China Terus ”Menertibkan” Perusahaan Teknologi
Perusahaan teknologi China, seperti Alibaba, Didi, ataupun Tencent, mendapat teguran dari Pemerintah China. Tekanan itu terus berlanjut.

Andreas Maryoto, wartawan senior Kompas
Beberapa waktu lalu sejumlah perusahaan teknologi China, seperti Alibaba, Didi, dan Tencent, mendapat teguran dari Pemerintah China. Rupanya tidak hanya mereka.
Kabar terbaru perusahaan teknologi di bidang pendidikan, pengantaran makanan, dan hiburan pun ”ditertibkan” oleh otoritas setempat. Kita masih bertanya, apa yang sebenarnya terjadi? Sampai kapan China akan melakukan langkah drastis ini?
Pekan ini perusahaan-perusahaan teknologi di bidang layanan pendidikan diminta untuk melakukan reformasi karena sektor pendidikan sudah dibajak oleh modal.

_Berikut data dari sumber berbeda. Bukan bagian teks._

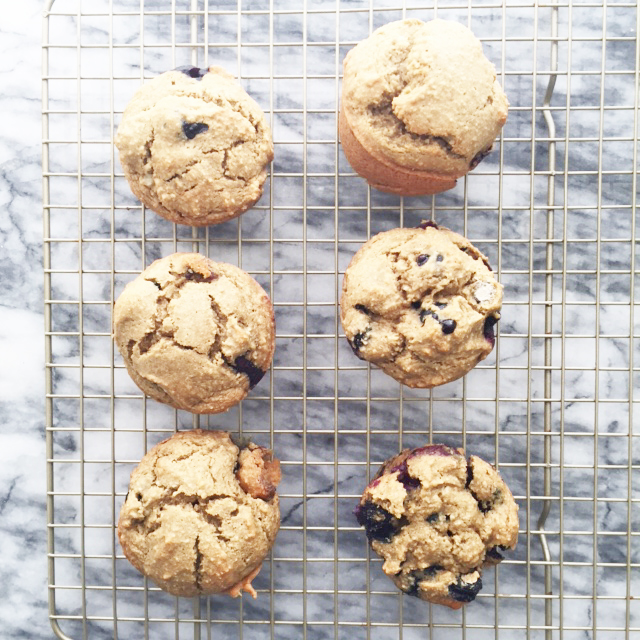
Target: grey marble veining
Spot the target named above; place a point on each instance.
(331, 443)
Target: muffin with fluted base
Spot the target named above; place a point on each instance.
(420, 106)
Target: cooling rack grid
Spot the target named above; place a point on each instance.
(554, 406)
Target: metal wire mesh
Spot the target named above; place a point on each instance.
(553, 407)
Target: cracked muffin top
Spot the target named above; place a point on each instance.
(437, 519)
(194, 146)
(194, 333)
(421, 304)
(423, 96)
(201, 513)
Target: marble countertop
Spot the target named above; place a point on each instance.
(325, 444)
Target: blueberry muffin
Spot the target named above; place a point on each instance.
(194, 146)
(421, 304)
(437, 519)
(201, 514)
(420, 106)
(194, 333)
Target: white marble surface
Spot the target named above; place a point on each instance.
(334, 439)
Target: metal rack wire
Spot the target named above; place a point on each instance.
(553, 407)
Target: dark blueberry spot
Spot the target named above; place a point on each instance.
(192, 129)
(379, 524)
(358, 339)
(448, 326)
(192, 72)
(478, 158)
(485, 505)
(356, 350)
(415, 577)
(194, 276)
(494, 553)
(488, 331)
(465, 592)
(469, 475)
(254, 373)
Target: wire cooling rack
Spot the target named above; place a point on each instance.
(553, 406)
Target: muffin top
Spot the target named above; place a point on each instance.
(194, 333)
(421, 304)
(423, 96)
(437, 519)
(194, 146)
(201, 513)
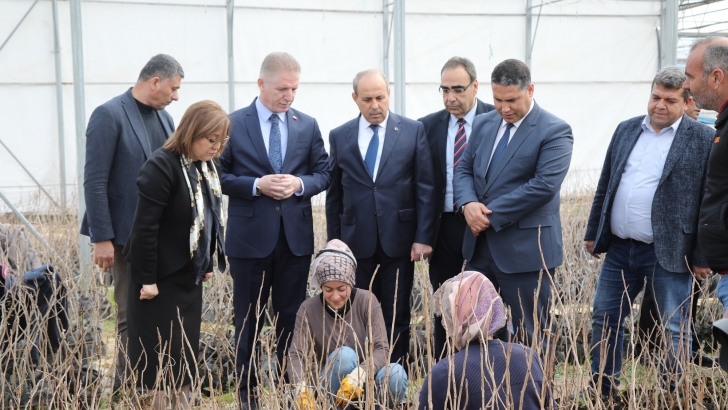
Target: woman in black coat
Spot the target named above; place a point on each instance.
(176, 231)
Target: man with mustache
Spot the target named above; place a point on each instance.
(448, 131)
(381, 200)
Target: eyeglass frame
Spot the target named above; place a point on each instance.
(221, 141)
(447, 90)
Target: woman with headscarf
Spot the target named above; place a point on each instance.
(344, 329)
(485, 373)
(176, 231)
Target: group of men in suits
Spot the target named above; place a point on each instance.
(473, 184)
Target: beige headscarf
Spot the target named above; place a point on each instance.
(470, 308)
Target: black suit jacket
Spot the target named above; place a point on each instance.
(398, 208)
(436, 130)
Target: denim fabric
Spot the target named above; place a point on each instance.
(343, 361)
(721, 292)
(625, 269)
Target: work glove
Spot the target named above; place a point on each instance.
(352, 387)
(305, 400)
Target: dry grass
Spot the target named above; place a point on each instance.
(78, 373)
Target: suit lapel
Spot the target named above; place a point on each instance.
(390, 140)
(292, 137)
(252, 123)
(676, 149)
(137, 124)
(441, 135)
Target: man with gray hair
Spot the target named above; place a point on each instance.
(707, 78)
(448, 131)
(507, 186)
(121, 134)
(274, 163)
(645, 218)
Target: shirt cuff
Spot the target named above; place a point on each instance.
(255, 184)
(302, 188)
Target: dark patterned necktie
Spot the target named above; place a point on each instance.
(370, 159)
(275, 151)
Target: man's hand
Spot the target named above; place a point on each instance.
(284, 186)
(590, 248)
(104, 254)
(476, 215)
(700, 272)
(420, 251)
(148, 292)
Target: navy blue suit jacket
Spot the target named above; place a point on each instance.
(522, 190)
(117, 145)
(398, 208)
(254, 221)
(676, 204)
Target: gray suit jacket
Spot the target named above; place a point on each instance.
(522, 190)
(676, 205)
(117, 145)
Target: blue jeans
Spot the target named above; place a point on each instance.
(344, 360)
(721, 292)
(626, 267)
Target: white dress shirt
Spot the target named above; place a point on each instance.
(265, 125)
(632, 207)
(502, 130)
(365, 136)
(452, 129)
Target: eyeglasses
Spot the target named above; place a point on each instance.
(458, 89)
(217, 142)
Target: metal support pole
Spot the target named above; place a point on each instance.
(668, 32)
(80, 119)
(18, 25)
(529, 34)
(231, 56)
(386, 35)
(29, 174)
(59, 105)
(28, 225)
(400, 81)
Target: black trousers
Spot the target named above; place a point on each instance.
(280, 274)
(446, 262)
(385, 290)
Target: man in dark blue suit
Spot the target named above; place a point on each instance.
(447, 132)
(121, 134)
(507, 185)
(275, 162)
(645, 217)
(381, 200)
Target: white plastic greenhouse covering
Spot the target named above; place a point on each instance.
(592, 63)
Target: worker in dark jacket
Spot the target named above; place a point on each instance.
(488, 373)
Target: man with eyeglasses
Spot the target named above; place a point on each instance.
(507, 186)
(274, 163)
(121, 134)
(448, 131)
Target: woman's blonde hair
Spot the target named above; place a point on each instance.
(199, 121)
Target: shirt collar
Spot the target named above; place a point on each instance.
(469, 116)
(646, 126)
(518, 123)
(363, 123)
(264, 113)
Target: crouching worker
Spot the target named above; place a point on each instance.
(340, 341)
(484, 373)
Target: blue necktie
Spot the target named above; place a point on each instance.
(499, 149)
(370, 159)
(274, 144)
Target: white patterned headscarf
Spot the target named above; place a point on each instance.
(470, 308)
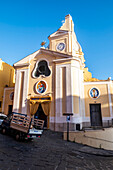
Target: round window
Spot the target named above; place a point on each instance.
(94, 93)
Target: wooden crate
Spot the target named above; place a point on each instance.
(38, 123)
(20, 122)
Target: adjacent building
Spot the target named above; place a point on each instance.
(7, 81)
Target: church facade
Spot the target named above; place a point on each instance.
(54, 80)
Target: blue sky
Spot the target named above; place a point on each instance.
(25, 24)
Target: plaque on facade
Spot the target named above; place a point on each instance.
(11, 95)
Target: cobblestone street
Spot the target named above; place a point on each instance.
(50, 152)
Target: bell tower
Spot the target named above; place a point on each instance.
(64, 39)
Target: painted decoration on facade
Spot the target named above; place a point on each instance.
(41, 86)
(94, 93)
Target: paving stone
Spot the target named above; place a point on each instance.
(51, 152)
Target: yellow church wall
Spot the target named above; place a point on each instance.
(111, 90)
(7, 77)
(49, 80)
(103, 99)
(7, 100)
(75, 79)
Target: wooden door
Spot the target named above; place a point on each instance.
(95, 115)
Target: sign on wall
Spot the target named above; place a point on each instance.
(41, 86)
(94, 93)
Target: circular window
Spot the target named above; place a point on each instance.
(41, 87)
(94, 93)
(60, 46)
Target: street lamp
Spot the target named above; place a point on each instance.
(68, 120)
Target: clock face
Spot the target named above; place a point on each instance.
(60, 46)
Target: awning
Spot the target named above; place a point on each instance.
(45, 103)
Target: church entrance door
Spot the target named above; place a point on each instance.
(41, 115)
(95, 115)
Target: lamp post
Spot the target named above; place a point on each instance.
(67, 119)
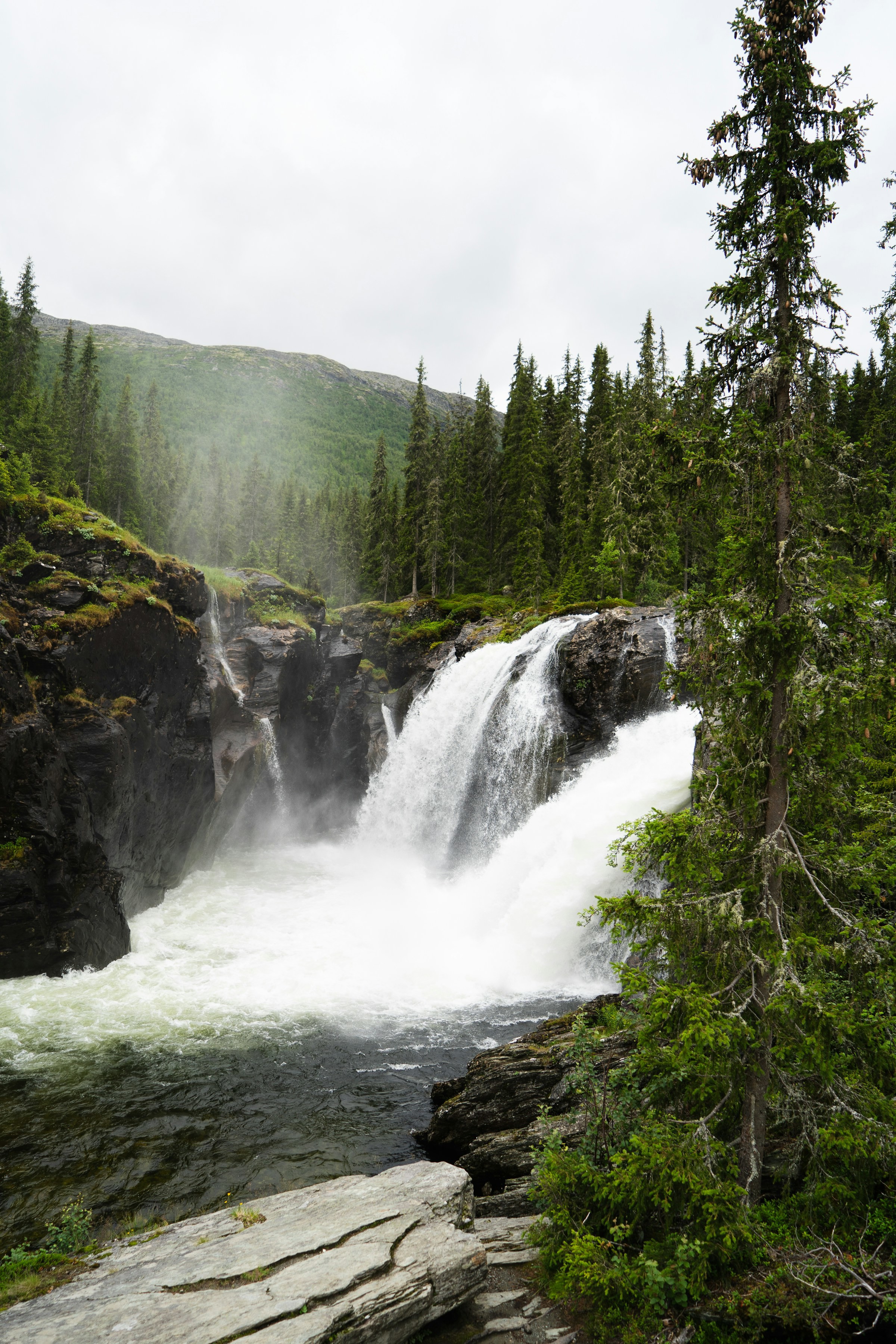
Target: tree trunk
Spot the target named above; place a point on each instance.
(753, 1131)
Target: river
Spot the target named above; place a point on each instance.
(283, 1017)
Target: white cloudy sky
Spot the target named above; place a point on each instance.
(379, 181)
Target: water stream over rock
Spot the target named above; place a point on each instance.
(284, 1014)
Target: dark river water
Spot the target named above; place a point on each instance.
(146, 1132)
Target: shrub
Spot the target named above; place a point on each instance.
(73, 1232)
(18, 554)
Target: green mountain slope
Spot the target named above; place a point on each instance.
(301, 413)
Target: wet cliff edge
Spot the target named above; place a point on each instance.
(127, 756)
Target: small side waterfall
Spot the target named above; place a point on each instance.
(269, 740)
(390, 726)
(218, 648)
(472, 761)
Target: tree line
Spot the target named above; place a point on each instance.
(597, 484)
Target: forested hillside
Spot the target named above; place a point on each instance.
(304, 414)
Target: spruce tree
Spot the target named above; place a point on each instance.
(761, 990)
(778, 155)
(6, 362)
(522, 472)
(123, 468)
(416, 482)
(435, 515)
(63, 400)
(252, 513)
(530, 565)
(23, 343)
(87, 441)
(377, 526)
(483, 486)
(457, 502)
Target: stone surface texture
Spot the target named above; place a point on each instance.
(105, 748)
(489, 1120)
(366, 1259)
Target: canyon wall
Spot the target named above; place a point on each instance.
(137, 726)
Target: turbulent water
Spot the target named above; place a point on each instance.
(283, 1017)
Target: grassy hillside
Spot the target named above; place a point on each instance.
(301, 413)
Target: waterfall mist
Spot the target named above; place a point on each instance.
(283, 1015)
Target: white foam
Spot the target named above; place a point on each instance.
(368, 931)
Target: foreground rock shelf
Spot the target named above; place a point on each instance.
(368, 1259)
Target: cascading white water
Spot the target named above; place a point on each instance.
(377, 929)
(269, 738)
(473, 755)
(390, 725)
(218, 647)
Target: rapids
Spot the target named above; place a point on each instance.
(283, 1015)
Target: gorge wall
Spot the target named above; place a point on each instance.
(137, 724)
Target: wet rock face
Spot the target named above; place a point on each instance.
(107, 773)
(610, 671)
(366, 1259)
(489, 1121)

Layanan teknologi pendidikan yang disebutkan bernilai sekitar 100 miliar dollar AS itu diharapkan bisa kembali menjadi lembaga nirlaba. Mereka juga tidak boleh untuk mendapatkan pendanaan dan melakukan penawaran saham. Kebijakan ini membuat kelesuan baru di kalangan usaha rintisan.
Industri yang juga disentil oleh Pemerintah China adalah industri pengantaran makanan. Mereka diminta untuk memberi pendapatan minimum bagi para pengantar makanan sesuai dengan aturan wilayah tempat mereka bekerja. Platform diminta untuk membangun mekanisme distribusi pendapatan berdasarkan beban pekerjaan dan detail pekerjaan. Mereka mengingatkan agar perusahaan teknologi tidak hanya mendasarkan perhitungan pendapatan pada algoritma.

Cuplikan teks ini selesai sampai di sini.